Que­bec went to court about its exclusive rights to Up­per Churchill power. The project was soon fraught with prob­lems.

Now the price has pretty well dou­bled and the end date keeps mov­ing. The writ­ing was on the wall when Fi­nance Min­is­ter Cathy Ben­nett took thinly veiled swipes at Nal­cor’s man­age­ment in this month’s bud­get. And last Wed­nes­day, Ed Martin stepped down.

It prob­a­bly wasn’t his in­ten­tion, given what he said to The Tele­gram back in 2014 when asked about his fu­ture.

“I be­lieve I have a re­spon­si­bil­ity to see some of th­ese things through,” he said.

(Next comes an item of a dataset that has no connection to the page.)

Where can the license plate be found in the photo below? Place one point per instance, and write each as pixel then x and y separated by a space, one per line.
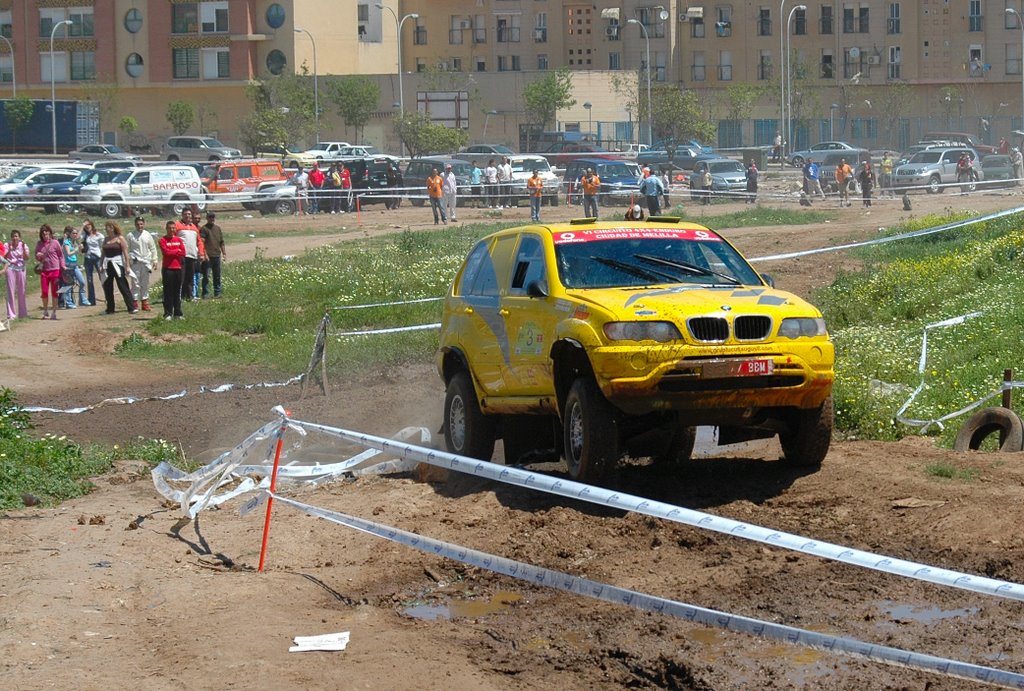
pixel 751 368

Martin said some­thing else that day that was in­ter­est­ing.

“Per­son­ally, I’m in­dif­fer­ent as to what we’re build­ing here...,” he said, in jus­ti­fy­ing Muskrat Falls.

“It comes down to a num­ber ... and a de­ci­sion has to be made. And we made a de­ci­sion based on those pa­ram­e­ters.”

Martin is a busi­ness­man. Nal­cor is a busi­ness. The com­pany pre­sented its case and it was the govern­ment’s re­spon­si­bil­ity to poke and prod that case.

In­stead, it re­lied on cur­sory as­sess­ments by out­side con­sul­tants and froze out the prov­ince’s Pub­lic Util­ity Board. The govern­ments of Danny Wil­liams and Kathy Dun­derdale should have rep­re­sented the peo­ple’s best in­ter­ests.

In­stead, they were cheer­lead­ers for a project with a grow­ing price tag.

They, and cabi­net min­is­ters like Jerome Kennedy, thun­dered against queries raised by the op­po­si­tion and nu­mer­ous non-par­ti­san crit­ics.

This is pes­simism and par­ti­san­ship, they cried. We have the best ex­perts right here at home Don’t lis­ten to the neg­a­tive Nel­lies. Trust us.

That’s no way to scru­ti­nize a multi­bil­lion­dol­lar project. It is gov­er­nance with blin­ders on. We hope the cur­rent ad­min­is­tra­tion, and those that fol­low, learn from this ex­am­ple.